As people around the world become more well off, they'll start to use more plastics - and our waste management systems might not be able to keep up, he said.
It runs beach clean-ups around the United Kingdom and said the most common single-use plastics found on beaches included: plastic bottles, coffee cups and lids, plastic cutlery, straws, plastic stirrers and food packaging.
Plastic is, of course, very useful.
In the first global study on the history of mass-produced plastics, researchers from the University of California, Santa Barbara, also found that half of the Earth's plastic was produced in the past 13 years alone.
Originally, the researchers compiled numbers for plastics that people use in everyday situations, such as packaging, household items, vehicle parts, electronics and other common products.
In the study, the researchers describe how plastic production has been accelerating rapidly in recent years. The second-largest use is for construction, at about 20 percent.

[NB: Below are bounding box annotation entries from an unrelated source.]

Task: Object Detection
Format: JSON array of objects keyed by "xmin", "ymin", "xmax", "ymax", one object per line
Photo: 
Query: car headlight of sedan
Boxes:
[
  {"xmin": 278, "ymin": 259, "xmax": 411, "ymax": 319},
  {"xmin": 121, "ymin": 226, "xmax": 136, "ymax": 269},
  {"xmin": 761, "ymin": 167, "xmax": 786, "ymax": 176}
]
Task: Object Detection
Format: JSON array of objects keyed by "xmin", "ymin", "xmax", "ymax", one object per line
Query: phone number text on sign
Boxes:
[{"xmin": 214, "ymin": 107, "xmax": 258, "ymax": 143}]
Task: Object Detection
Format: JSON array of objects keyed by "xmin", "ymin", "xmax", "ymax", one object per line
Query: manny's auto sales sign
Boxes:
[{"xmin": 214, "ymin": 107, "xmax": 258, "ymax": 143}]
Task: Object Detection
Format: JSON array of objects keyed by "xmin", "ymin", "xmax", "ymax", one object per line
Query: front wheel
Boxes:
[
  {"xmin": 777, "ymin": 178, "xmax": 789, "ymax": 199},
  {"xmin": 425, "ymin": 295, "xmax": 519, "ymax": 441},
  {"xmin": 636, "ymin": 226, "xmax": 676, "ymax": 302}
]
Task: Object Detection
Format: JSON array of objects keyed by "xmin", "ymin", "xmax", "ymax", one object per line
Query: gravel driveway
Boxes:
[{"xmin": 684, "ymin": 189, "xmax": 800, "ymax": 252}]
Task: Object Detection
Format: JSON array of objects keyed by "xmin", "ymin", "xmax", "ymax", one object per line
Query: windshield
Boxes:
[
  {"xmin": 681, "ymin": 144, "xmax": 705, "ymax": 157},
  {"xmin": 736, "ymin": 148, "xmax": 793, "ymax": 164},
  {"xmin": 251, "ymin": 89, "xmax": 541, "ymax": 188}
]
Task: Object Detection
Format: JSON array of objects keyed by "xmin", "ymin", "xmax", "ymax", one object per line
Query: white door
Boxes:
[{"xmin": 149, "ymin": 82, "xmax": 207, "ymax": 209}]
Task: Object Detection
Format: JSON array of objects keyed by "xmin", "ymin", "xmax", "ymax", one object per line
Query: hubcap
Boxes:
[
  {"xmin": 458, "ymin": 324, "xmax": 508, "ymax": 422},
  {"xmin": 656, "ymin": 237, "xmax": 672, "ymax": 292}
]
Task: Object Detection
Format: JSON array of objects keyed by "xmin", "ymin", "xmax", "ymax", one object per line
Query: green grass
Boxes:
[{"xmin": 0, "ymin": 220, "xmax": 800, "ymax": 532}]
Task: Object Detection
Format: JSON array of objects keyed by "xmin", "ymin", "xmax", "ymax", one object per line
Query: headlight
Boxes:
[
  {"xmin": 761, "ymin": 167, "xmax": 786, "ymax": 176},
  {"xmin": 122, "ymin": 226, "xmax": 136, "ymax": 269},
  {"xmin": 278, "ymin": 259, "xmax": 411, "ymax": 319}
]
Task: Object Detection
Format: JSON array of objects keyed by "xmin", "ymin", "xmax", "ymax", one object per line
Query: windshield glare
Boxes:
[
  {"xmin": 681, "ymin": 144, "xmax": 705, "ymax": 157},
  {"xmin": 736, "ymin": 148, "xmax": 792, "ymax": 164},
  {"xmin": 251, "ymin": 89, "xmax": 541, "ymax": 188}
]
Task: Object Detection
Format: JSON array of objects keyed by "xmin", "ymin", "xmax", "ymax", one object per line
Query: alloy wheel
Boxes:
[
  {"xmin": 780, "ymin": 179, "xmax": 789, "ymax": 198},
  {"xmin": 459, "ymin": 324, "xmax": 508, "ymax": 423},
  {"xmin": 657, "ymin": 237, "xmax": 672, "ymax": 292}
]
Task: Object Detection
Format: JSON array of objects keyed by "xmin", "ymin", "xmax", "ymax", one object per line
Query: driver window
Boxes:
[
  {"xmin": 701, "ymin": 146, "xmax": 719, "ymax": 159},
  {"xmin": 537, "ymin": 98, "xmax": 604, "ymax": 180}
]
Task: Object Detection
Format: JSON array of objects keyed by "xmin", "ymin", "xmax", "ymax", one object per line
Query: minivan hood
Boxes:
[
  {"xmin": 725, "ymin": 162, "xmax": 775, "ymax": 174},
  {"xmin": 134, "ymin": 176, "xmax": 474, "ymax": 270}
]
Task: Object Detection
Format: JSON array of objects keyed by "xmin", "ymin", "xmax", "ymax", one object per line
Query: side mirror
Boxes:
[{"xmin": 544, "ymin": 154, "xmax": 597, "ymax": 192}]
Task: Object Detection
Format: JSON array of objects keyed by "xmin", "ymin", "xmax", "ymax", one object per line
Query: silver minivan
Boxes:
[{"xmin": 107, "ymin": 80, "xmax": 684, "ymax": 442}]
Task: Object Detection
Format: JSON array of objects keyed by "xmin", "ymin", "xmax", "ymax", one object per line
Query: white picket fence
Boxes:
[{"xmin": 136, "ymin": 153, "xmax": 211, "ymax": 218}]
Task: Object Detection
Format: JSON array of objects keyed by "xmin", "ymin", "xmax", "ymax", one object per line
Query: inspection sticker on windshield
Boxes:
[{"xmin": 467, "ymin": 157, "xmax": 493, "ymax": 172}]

Only 9 percent of plastics are thought to be recycled.
Nine billion tons is one of those numbers that's tricky to wrap a human brain around. In developed countries, the environmental and health impacts of waste incineration rely on the incinerator design and emissions technologies. The team also found less than 10 percent of plastic waste is recycled in the U.S.
To develop a truly comprehensive waste management plan, Hoornweg said communities need strategies to address and track other waste too, such as metals and hazardous materials.
Since nearly all plastic is non-biodegradable, these materials could "be with us for hundreds of years", languishing in landfills or floating in our seas, Geyer told NPR.